Setting up a private Python Package Repository on S3
Team Product operations opensources a tool to install Python packages with pip from your private repository.
If you write software in Python, you’ve definitely used pip – Python’s package manager – before. Pip – a recursive acronym for “pip installs packages” – allows you to install Python packages that are publicly available.
Pip defaults to searching in and downloading from PyPI, the official package repository managed by the Python Software Foundation. PyPI is great for publicly available open source packages, such as the one we’re open sourcing today, but it’s not the go-to choice for distributing private or closed source packages. For that purpose, you should use a privately hosted package repository. There are a number of tools available on this thing called the ‘internet’, such as Gemfury (commercial) or pypiserver (open source). Commercial or opensourced, all of these options require you to either run your own server or pay for someone else to do that for you.
At November Five, we use many of Amazon’s Web Services, such as EC2, RDS, ElastiCache, SQS, SNS, SES, Route 53, Lambda, DynamoDB, Cloudformation, Cloudfront, and of course, S3. S3 (Simple Storage Service) is an online service for file storage that allows you to store terabytes of data, but can also be used for static hosting. It has the double advantage of being both low in maintenance and cheap; you’d only be paying a couple of cents for the storage and bandwidth used by your site.
The tool we’re opensourcing today, s3pypi, allows you to more easily create your own package repository on S3.
There are a few prerequisites when setting up a Python package repository on S3:
- An AWS account. If you don’t have one already, go sign up.
- A domain or subdomain, e.g. pypi.example.com. You should be able to create or modify the DNS record for the (sub)domain you want to use.
- An SSL certificate for the domain you’re using.
In your AWS account, you need to setup an S3 bucket configured for website hosting, as well as a Cloudfront distribution for serving the content in your S3 bucket over a secure (HTTPS) connection, which is required by pip (by default).
We’ve created a Cloudformation template that configures these resources for you.
- Download the s3pypi template here.
- Upload your SSL certificate to your AWS account and keep note of the ServerCertificateId.
- Open the AWS console in your preferred AWS region, select Cloudformation, and click “Create stack”.

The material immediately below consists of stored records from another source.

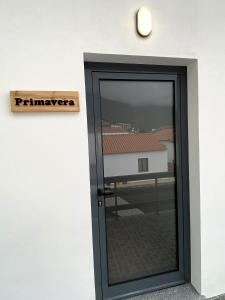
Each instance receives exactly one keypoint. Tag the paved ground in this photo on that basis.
(140, 245)
(182, 292)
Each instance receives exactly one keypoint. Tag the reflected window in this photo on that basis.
(142, 164)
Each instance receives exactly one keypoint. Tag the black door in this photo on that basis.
(137, 120)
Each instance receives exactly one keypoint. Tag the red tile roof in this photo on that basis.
(131, 143)
(113, 130)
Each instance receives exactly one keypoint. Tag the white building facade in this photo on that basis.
(46, 247)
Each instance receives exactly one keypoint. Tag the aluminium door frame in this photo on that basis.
(91, 69)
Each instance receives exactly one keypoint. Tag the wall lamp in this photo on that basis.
(144, 22)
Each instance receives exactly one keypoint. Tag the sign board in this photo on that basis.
(44, 101)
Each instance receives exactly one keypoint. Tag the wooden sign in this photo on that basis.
(44, 101)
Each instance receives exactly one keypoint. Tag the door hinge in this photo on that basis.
(100, 203)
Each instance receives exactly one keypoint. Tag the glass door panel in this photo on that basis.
(139, 157)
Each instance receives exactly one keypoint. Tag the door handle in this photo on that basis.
(105, 192)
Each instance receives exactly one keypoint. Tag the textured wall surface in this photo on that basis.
(45, 216)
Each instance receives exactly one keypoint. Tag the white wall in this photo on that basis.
(127, 163)
(170, 150)
(45, 217)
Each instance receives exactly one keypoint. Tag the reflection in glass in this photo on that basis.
(139, 157)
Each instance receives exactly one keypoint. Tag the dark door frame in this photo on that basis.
(92, 71)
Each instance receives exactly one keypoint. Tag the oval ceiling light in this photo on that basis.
(144, 22)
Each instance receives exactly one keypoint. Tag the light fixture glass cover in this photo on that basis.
(144, 21)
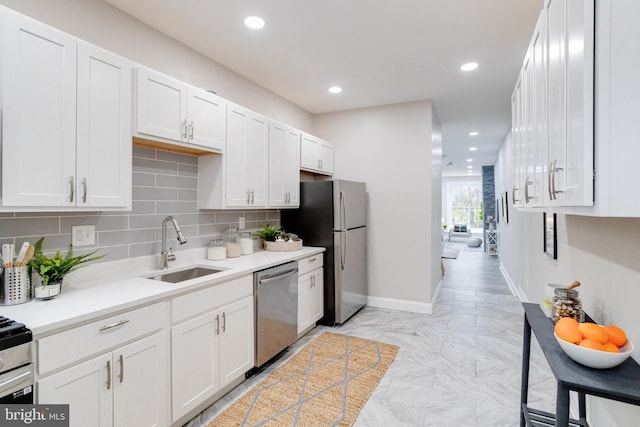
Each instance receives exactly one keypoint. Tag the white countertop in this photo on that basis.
(103, 289)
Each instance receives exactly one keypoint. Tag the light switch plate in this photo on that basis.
(83, 235)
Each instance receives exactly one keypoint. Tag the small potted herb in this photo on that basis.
(48, 272)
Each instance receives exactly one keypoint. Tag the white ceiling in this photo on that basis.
(379, 51)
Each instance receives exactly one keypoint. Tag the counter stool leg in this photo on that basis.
(524, 385)
(582, 408)
(562, 406)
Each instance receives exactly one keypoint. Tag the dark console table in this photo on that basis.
(621, 383)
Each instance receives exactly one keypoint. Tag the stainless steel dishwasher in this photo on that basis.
(275, 291)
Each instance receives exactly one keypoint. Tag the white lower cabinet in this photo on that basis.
(124, 387)
(112, 372)
(214, 348)
(310, 292)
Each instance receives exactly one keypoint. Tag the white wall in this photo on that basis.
(390, 148)
(601, 253)
(103, 25)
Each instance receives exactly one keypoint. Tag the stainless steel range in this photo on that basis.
(16, 367)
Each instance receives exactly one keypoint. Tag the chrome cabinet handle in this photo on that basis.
(183, 129)
(549, 181)
(114, 325)
(527, 198)
(513, 195)
(108, 375)
(71, 186)
(121, 376)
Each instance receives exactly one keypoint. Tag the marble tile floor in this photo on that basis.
(459, 366)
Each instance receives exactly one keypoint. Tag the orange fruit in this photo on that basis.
(593, 332)
(611, 347)
(567, 329)
(616, 335)
(592, 344)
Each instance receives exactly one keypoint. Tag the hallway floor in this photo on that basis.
(459, 366)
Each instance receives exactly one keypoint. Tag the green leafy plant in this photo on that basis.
(53, 269)
(270, 234)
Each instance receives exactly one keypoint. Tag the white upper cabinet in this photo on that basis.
(170, 110)
(571, 62)
(66, 120)
(239, 177)
(316, 155)
(284, 166)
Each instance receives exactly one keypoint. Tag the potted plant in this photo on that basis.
(269, 233)
(49, 271)
(276, 239)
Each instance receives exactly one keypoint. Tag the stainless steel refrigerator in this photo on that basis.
(333, 214)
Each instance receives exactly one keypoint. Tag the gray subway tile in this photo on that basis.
(148, 153)
(154, 166)
(188, 195)
(107, 238)
(150, 193)
(144, 179)
(177, 157)
(187, 170)
(15, 227)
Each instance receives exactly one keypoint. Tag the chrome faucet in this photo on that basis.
(166, 256)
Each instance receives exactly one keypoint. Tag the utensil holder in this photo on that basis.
(15, 286)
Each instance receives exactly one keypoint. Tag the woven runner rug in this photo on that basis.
(325, 384)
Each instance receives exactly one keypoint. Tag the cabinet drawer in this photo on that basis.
(186, 306)
(308, 264)
(67, 347)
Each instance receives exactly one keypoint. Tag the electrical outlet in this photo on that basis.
(83, 235)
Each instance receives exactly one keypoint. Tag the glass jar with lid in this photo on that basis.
(217, 250)
(566, 303)
(246, 243)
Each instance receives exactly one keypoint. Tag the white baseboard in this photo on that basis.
(514, 289)
(398, 304)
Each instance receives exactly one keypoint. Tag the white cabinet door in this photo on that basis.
(87, 389)
(284, 166)
(245, 158)
(161, 105)
(310, 299)
(194, 368)
(103, 129)
(325, 156)
(140, 383)
(257, 159)
(571, 62)
(38, 113)
(236, 340)
(206, 114)
(316, 155)
(237, 192)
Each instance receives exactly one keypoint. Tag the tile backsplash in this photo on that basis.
(164, 183)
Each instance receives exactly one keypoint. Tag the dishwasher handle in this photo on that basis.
(277, 277)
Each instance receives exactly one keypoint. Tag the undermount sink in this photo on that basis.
(182, 275)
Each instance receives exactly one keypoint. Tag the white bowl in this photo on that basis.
(595, 358)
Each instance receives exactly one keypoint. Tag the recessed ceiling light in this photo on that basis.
(254, 22)
(469, 66)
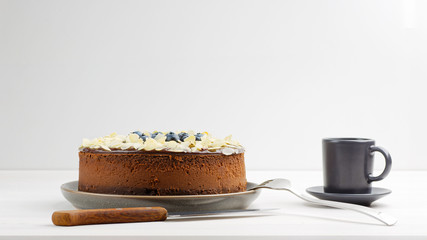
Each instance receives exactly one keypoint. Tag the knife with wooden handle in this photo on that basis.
(109, 215)
(139, 214)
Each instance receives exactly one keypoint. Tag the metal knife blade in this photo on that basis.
(220, 213)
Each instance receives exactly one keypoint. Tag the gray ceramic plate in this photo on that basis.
(365, 199)
(180, 203)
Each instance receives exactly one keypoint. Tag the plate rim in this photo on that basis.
(247, 192)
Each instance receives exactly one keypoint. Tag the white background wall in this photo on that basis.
(278, 75)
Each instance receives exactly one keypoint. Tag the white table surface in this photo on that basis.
(28, 199)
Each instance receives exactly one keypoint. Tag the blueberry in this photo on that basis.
(183, 136)
(171, 136)
(141, 135)
(199, 136)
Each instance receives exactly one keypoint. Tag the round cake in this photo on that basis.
(162, 163)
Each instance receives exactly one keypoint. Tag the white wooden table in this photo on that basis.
(28, 199)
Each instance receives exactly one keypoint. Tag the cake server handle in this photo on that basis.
(108, 215)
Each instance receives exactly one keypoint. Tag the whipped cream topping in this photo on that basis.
(186, 141)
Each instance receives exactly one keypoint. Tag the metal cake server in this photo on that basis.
(285, 184)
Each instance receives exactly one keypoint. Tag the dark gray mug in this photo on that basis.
(348, 164)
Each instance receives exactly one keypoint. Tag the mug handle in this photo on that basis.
(387, 168)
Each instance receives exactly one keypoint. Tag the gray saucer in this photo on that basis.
(179, 203)
(365, 199)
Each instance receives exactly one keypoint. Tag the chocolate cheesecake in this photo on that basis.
(162, 163)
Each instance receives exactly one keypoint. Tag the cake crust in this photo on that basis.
(160, 173)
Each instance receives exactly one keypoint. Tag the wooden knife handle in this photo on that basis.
(109, 215)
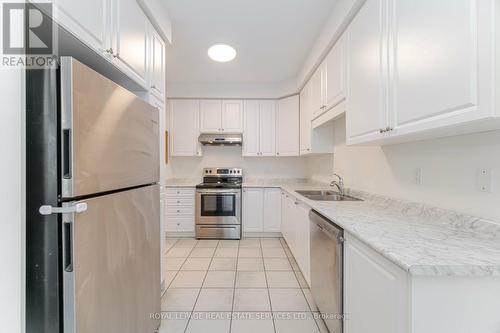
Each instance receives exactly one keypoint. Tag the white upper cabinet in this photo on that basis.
(259, 128)
(232, 116)
(89, 20)
(184, 130)
(407, 80)
(442, 69)
(224, 116)
(157, 65)
(287, 127)
(267, 126)
(210, 116)
(334, 76)
(251, 129)
(130, 42)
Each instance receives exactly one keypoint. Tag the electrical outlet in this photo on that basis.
(418, 176)
(484, 180)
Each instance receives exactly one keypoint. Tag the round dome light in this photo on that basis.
(221, 53)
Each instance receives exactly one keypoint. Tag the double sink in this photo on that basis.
(324, 195)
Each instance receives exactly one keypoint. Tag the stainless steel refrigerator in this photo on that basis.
(93, 224)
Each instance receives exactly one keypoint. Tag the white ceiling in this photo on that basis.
(272, 38)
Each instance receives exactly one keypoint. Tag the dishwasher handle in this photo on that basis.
(328, 227)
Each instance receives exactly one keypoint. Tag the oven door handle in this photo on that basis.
(218, 191)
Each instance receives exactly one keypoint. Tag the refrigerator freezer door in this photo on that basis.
(111, 263)
(109, 136)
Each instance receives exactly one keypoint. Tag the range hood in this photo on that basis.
(220, 139)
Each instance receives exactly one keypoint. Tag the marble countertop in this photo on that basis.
(421, 239)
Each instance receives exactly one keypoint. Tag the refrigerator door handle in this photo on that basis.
(77, 208)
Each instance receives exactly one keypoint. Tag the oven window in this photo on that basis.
(218, 205)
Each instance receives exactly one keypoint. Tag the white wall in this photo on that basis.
(449, 169)
(12, 200)
(253, 167)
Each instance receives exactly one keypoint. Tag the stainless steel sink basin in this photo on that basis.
(324, 195)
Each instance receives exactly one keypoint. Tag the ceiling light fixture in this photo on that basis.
(221, 52)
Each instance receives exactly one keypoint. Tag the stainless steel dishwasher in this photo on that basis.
(327, 252)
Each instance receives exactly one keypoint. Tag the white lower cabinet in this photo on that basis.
(375, 291)
(261, 210)
(180, 210)
(295, 230)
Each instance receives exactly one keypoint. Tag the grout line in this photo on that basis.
(267, 284)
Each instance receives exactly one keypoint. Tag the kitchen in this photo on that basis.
(294, 166)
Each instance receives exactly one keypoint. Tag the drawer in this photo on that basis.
(180, 192)
(180, 224)
(179, 201)
(180, 210)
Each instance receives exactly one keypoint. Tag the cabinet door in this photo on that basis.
(253, 201)
(302, 240)
(267, 124)
(366, 111)
(184, 130)
(251, 129)
(334, 89)
(89, 20)
(317, 104)
(441, 68)
(211, 116)
(287, 127)
(157, 68)
(305, 120)
(232, 116)
(131, 40)
(272, 209)
(374, 291)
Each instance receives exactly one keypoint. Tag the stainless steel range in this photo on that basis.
(218, 204)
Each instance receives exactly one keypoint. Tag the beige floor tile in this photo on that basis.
(173, 264)
(186, 242)
(273, 252)
(207, 243)
(281, 279)
(250, 252)
(310, 300)
(277, 264)
(250, 242)
(219, 279)
(251, 322)
(178, 252)
(228, 243)
(174, 322)
(196, 264)
(250, 280)
(251, 300)
(188, 279)
(169, 277)
(250, 264)
(301, 323)
(209, 323)
(288, 300)
(231, 252)
(302, 280)
(215, 300)
(270, 242)
(202, 252)
(223, 264)
(179, 299)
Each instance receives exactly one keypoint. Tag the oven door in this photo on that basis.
(218, 206)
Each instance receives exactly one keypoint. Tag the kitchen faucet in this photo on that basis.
(339, 184)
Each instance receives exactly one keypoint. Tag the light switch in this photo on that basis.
(484, 180)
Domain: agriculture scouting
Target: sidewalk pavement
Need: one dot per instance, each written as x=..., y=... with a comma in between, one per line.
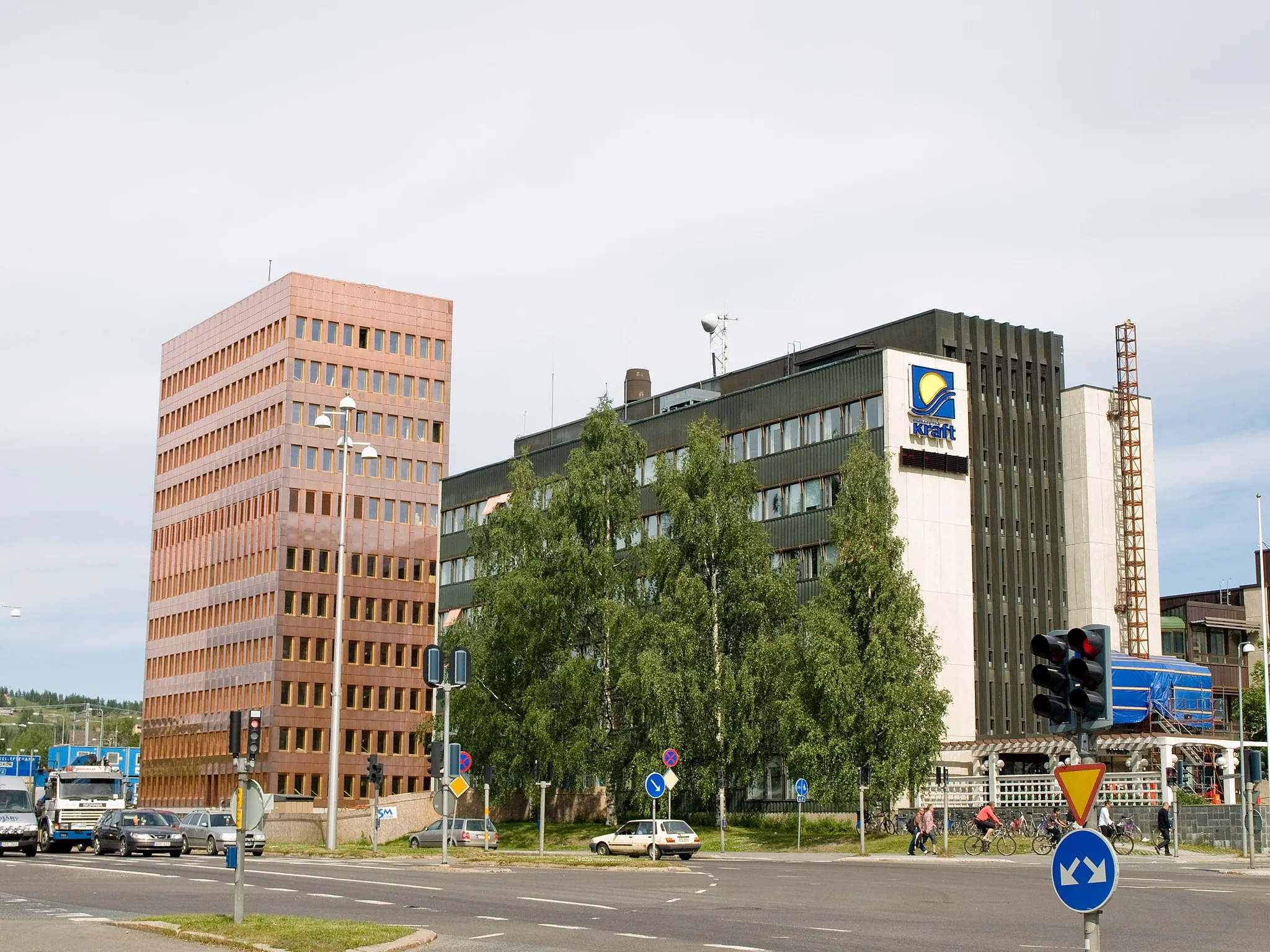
x=60, y=935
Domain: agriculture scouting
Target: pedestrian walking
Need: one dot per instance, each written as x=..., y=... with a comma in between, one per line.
x=915, y=831
x=1165, y=824
x=928, y=828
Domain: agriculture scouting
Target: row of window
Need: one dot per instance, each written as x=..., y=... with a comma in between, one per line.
x=241, y=610
x=403, y=743
x=367, y=381
x=221, y=398
x=210, y=659
x=776, y=437
x=370, y=339
x=379, y=697
x=226, y=436
x=323, y=560
x=319, y=604
x=225, y=517
x=326, y=460
x=226, y=357
x=220, y=478
x=215, y=574
x=391, y=785
x=380, y=511
x=373, y=423
x=300, y=739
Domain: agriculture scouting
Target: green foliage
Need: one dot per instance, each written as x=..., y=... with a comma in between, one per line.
x=559, y=610
x=864, y=685
x=699, y=676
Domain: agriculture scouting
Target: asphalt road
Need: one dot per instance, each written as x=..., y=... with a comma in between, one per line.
x=812, y=902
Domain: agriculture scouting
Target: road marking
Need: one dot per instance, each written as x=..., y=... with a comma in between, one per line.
x=567, y=903
x=337, y=879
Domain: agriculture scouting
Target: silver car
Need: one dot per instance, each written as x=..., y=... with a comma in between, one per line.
x=213, y=831
x=463, y=833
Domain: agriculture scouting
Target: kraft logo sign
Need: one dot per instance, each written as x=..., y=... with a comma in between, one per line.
x=933, y=400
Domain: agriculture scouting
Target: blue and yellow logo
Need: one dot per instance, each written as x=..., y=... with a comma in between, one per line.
x=933, y=394
x=933, y=400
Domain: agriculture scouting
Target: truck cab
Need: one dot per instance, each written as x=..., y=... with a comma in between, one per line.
x=18, y=831
x=75, y=799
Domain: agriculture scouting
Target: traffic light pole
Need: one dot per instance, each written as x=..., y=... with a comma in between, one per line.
x=445, y=783
x=241, y=839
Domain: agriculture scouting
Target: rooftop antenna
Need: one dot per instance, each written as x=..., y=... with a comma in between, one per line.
x=717, y=327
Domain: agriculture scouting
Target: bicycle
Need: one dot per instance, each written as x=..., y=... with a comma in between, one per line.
x=1126, y=837
x=1044, y=840
x=978, y=844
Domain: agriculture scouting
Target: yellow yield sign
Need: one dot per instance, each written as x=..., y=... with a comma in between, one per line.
x=1080, y=785
x=459, y=786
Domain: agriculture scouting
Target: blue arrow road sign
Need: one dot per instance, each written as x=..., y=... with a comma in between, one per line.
x=655, y=785
x=1085, y=871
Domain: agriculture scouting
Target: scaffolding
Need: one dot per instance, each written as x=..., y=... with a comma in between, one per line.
x=1132, y=522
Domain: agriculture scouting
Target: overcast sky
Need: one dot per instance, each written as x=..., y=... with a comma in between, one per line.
x=586, y=182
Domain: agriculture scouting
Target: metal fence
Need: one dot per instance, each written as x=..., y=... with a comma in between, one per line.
x=1039, y=791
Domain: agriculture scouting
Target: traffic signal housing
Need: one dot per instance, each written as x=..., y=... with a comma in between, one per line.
x=1052, y=674
x=235, y=733
x=253, y=734
x=436, y=759
x=1090, y=694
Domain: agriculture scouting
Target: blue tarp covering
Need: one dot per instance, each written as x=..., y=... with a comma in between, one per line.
x=1169, y=687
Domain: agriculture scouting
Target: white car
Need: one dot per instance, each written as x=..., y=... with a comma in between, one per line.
x=637, y=838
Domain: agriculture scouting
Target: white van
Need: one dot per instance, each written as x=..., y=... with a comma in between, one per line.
x=17, y=818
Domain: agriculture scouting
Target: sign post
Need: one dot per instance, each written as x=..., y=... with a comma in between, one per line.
x=654, y=785
x=801, y=792
x=1085, y=873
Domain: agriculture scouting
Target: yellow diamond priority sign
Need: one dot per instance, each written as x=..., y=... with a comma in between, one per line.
x=1080, y=785
x=459, y=786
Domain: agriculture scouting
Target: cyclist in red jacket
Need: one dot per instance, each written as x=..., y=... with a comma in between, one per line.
x=987, y=822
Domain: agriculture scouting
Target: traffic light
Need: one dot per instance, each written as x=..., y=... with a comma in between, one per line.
x=235, y=733
x=460, y=667
x=253, y=734
x=1090, y=689
x=1052, y=674
x=433, y=676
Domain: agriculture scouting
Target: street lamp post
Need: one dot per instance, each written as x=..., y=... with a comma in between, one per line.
x=345, y=443
x=1250, y=840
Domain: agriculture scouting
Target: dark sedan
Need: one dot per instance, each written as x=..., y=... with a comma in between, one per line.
x=144, y=832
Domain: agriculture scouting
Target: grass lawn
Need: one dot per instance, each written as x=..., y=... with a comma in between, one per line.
x=290, y=932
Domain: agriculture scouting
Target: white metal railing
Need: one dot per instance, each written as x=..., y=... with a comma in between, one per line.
x=1039, y=791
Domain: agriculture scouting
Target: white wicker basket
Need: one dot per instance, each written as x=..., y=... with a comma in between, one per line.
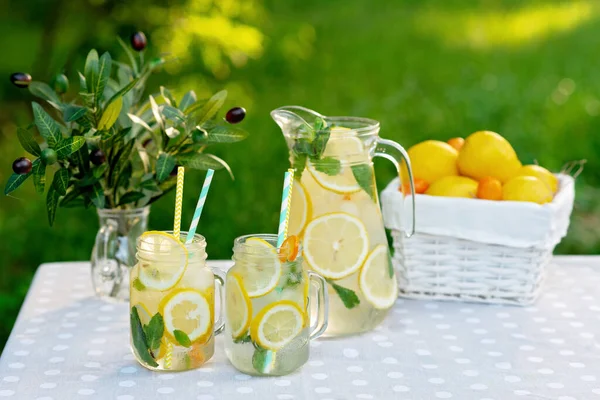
x=481, y=251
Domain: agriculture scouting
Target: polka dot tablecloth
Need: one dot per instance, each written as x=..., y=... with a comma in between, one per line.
x=68, y=344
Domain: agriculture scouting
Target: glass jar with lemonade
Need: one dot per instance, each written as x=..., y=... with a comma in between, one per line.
x=267, y=306
x=172, y=297
x=335, y=212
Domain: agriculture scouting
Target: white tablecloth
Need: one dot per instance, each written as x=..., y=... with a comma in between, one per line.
x=67, y=344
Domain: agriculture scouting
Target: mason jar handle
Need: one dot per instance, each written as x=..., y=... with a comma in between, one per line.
x=320, y=324
x=220, y=283
x=106, y=236
x=396, y=154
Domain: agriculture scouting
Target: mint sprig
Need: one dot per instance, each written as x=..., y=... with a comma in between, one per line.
x=348, y=297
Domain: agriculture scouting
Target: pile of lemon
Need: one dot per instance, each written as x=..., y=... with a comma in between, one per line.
x=484, y=166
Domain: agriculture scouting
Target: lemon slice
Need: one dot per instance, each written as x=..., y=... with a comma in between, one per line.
x=260, y=268
x=300, y=210
x=277, y=324
x=165, y=260
x=189, y=311
x=348, y=150
x=238, y=306
x=335, y=245
x=374, y=281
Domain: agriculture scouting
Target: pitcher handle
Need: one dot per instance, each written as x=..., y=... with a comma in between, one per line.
x=107, y=236
x=220, y=282
x=320, y=325
x=396, y=154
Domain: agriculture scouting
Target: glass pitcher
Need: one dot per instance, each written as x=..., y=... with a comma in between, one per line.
x=335, y=211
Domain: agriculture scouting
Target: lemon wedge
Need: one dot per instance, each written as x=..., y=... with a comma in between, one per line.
x=277, y=324
x=375, y=283
x=335, y=245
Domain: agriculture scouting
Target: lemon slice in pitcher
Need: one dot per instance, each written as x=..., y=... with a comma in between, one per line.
x=165, y=260
x=260, y=268
x=187, y=311
x=335, y=245
x=238, y=306
x=375, y=282
x=348, y=150
x=277, y=324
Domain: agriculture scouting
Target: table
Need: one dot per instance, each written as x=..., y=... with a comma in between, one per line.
x=67, y=344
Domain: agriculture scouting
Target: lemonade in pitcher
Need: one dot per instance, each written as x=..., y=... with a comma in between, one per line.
x=267, y=307
x=335, y=211
x=172, y=303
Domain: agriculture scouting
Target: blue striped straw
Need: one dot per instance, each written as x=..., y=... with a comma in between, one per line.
x=286, y=201
x=199, y=206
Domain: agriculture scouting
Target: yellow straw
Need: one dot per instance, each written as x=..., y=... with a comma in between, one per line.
x=178, y=202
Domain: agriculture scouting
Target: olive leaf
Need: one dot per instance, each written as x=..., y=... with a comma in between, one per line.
x=43, y=91
x=164, y=165
x=69, y=146
x=48, y=127
x=110, y=115
x=28, y=142
x=39, y=175
x=52, y=203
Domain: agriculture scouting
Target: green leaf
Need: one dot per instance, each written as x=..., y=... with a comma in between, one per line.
x=124, y=90
x=73, y=113
x=328, y=165
x=154, y=331
x=173, y=114
x=99, y=77
x=130, y=54
x=164, y=165
x=14, y=182
x=43, y=91
x=39, y=176
x=138, y=337
x=110, y=115
x=138, y=285
x=52, y=203
x=262, y=359
x=97, y=196
x=363, y=173
x=182, y=338
x=131, y=197
x=348, y=297
x=48, y=128
x=212, y=106
x=299, y=164
x=188, y=99
x=168, y=96
x=61, y=181
x=223, y=134
x=28, y=142
x=198, y=161
x=69, y=146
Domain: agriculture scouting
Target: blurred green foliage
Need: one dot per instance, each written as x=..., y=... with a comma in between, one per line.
x=425, y=69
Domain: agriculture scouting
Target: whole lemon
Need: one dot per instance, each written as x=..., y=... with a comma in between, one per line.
x=486, y=153
x=526, y=188
x=453, y=186
x=431, y=160
x=542, y=173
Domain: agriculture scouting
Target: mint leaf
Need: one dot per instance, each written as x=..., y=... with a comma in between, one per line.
x=262, y=360
x=327, y=165
x=182, y=338
x=363, y=173
x=154, y=331
x=140, y=342
x=348, y=297
x=28, y=142
x=138, y=285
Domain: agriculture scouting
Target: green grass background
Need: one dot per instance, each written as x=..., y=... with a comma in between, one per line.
x=425, y=69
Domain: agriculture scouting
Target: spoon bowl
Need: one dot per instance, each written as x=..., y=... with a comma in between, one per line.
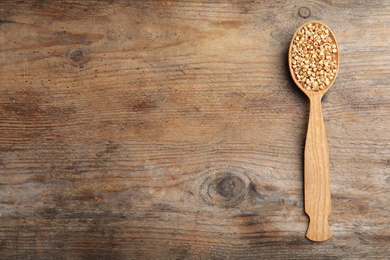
x=314, y=63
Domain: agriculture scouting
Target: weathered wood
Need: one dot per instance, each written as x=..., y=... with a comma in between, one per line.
x=155, y=129
x=316, y=162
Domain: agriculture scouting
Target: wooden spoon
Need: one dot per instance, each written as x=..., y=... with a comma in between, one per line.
x=316, y=173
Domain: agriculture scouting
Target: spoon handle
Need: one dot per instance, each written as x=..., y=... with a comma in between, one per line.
x=317, y=183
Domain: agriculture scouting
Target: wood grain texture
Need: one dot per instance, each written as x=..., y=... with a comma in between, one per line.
x=316, y=158
x=173, y=129
x=316, y=173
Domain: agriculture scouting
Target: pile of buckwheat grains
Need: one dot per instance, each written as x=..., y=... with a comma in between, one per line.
x=313, y=57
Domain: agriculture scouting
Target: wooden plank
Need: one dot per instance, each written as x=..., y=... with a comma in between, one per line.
x=157, y=129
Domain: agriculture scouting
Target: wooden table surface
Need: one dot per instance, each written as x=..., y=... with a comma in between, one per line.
x=173, y=130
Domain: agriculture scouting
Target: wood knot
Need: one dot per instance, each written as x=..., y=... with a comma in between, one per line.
x=224, y=189
x=76, y=56
x=304, y=12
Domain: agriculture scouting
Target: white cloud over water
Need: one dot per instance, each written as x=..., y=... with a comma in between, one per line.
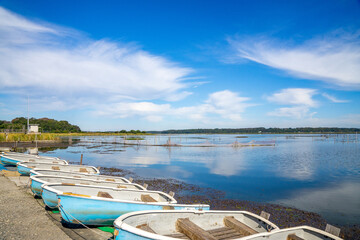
x=299, y=99
x=227, y=104
x=334, y=59
x=40, y=59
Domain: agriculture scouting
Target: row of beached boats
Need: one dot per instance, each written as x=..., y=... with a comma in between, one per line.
x=84, y=196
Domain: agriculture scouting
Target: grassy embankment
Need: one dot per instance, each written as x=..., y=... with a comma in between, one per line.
x=21, y=137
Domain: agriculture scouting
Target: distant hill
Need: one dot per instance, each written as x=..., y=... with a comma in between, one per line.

- Give the stack a meaningful name and enter the subdomain and ID of the server certificate.
- Skip through the next steps – unless you want to tag your resources – and create the stack.
- When finished, click the “Outputs” tab, and copy the value of the “CNAMERecordValue” output parameter.
- Create a CNAME (or alias if you’re using Route 53) record for your subdomain and point it to this Cloudfront distribution (CNAMERecordValue).
Install the s3pypi command line tool by running
$ (sudo) pip install -U s3pypi
in your console. If everything goes well, you should be able to run the s3pypi command line tool now:
$ s3pypi -v
Using s3pypi to publish a package
Now you’re ready to publish your first Python package to your private repository. Make sure you have your AWS credentials set up in your environment, and that you have permission to upload files to the S3 bucket that you created in the previous step.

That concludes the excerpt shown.